Il ne nous appartient pas de trancher la question de la responsabilité de l'auteur dans la présente étude, nous nous contentons de la soulever.

Par ailleurs, en tant que discours de transmission des connaissances, le manuel est un « discours second », c'est-à-dire qu'il entretient un rapport privilégié aux discours premiers, qui sont les discours scientifiques de référence de sa discipline (Beacco et Moirand 1995, p.33). À propos de la notion de didacticité, ces auteurs écrivent :

« Les discours didactiques (globalement les discours d'enseignement) relèvent en tout cas des discours seconds dont ils constituent un sous-ensemble, en tant que reformulations des discours-sources d'une discipline particulière vers des publics moins savants. Mais, à la différence de la vulgarisation scientifique, ils s'adressent à des destinataires bien définis (par niveau, par année...) se formant précisément à cette discipline ; ils sont fortement contraints par le cadre institutionnel dans lequel ils s'insèrent et ils sont énoncés par des auteurs du domaine, dont les places sont clairement établies, voire hiérarchisées. » (ibid., p.39-40).

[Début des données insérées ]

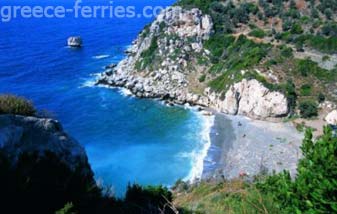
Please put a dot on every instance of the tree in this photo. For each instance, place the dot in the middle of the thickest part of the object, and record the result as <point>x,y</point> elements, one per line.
<point>315,188</point>
<point>328,13</point>
<point>321,98</point>
<point>308,109</point>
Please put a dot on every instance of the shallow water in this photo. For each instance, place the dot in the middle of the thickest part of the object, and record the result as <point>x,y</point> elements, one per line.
<point>127,139</point>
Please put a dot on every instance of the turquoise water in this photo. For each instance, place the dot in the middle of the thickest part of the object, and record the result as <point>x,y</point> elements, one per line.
<point>127,139</point>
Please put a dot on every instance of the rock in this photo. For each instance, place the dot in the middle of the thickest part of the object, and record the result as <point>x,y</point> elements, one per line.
<point>179,34</point>
<point>111,66</point>
<point>75,41</point>
<point>331,118</point>
<point>30,134</point>
<point>251,98</point>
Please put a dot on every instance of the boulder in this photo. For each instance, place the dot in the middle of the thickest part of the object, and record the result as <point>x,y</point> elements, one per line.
<point>251,98</point>
<point>36,135</point>
<point>74,41</point>
<point>331,118</point>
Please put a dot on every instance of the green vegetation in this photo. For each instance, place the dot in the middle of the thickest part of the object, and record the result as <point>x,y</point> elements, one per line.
<point>321,98</point>
<point>306,90</point>
<point>314,188</point>
<point>307,68</point>
<point>225,197</point>
<point>321,43</point>
<point>308,108</point>
<point>202,78</point>
<point>10,104</point>
<point>312,191</point>
<point>148,55</point>
<point>47,185</point>
<point>240,54</point>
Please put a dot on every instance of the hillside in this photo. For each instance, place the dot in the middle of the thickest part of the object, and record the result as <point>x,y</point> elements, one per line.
<point>201,56</point>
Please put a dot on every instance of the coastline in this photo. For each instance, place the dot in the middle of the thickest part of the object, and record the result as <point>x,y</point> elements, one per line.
<point>245,147</point>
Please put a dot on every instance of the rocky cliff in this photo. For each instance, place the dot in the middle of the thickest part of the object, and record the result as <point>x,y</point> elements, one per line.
<point>19,134</point>
<point>163,62</point>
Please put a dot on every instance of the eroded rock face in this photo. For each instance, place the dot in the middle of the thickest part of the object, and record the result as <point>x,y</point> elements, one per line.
<point>179,35</point>
<point>331,118</point>
<point>251,98</point>
<point>30,134</point>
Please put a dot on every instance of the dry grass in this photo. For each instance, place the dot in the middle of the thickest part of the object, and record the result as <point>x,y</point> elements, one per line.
<point>226,197</point>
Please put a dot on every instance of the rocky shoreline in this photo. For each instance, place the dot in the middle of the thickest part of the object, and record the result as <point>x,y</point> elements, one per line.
<point>244,147</point>
<point>171,80</point>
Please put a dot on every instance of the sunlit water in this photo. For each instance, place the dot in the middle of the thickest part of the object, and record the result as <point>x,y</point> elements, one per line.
<point>127,139</point>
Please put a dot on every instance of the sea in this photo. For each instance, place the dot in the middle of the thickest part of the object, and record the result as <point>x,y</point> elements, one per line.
<point>127,140</point>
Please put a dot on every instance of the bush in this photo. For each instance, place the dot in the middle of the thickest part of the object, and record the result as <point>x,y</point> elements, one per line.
<point>202,78</point>
<point>321,98</point>
<point>315,188</point>
<point>296,29</point>
<point>259,33</point>
<point>306,90</point>
<point>10,104</point>
<point>308,109</point>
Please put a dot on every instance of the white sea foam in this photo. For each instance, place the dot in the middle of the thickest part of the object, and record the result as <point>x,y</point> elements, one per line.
<point>199,154</point>
<point>125,92</point>
<point>101,56</point>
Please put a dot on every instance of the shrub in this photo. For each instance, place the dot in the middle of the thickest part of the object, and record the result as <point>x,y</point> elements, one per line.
<point>321,98</point>
<point>259,33</point>
<point>306,90</point>
<point>308,109</point>
<point>296,29</point>
<point>10,104</point>
<point>148,55</point>
<point>307,68</point>
<point>202,78</point>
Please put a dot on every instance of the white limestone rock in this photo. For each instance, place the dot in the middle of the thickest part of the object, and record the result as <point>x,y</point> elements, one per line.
<point>251,98</point>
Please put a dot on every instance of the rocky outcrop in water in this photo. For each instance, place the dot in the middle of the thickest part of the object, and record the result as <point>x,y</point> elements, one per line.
<point>74,41</point>
<point>331,118</point>
<point>161,64</point>
<point>19,134</point>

La didacticité se définit ainsi par une situation de communication particulière :

« A côté des discours de recherche dont la fonction vise à faire avancer l'état des connaissances du domaine, ils cherchent plutôt à faire avancer l'état des connaissances chez l'autre, à l'intérieur d'une situation ritualisée, régie par un contrat préalable tacitement accepté par les interlocuteurs. Ainsi, une situation de communication didactique s'analyse au travers des contraintes et des hiérarchies, des normes et des routines qui la caractérisent, et repose sur une visée qui se doit d'aller au-delà de la transmission de connaissances, jusqu'à l'appropriation par le destinataire des savoirs et savoir-faire transmis (« je vous dis cela pour que vous le sachiez » ou « je vous dis cela pour que vous le fassiez ») et, plus encore, jusqu'à l'évaluation, généralement quantifiée, de ce qui a été appris. » (ibid.).

La co-énonciation est également complexe, puisque, comme nous l'avons vu, le manuel adresse son discours aux apprenants, aux enseignants, et même parfois aux familles.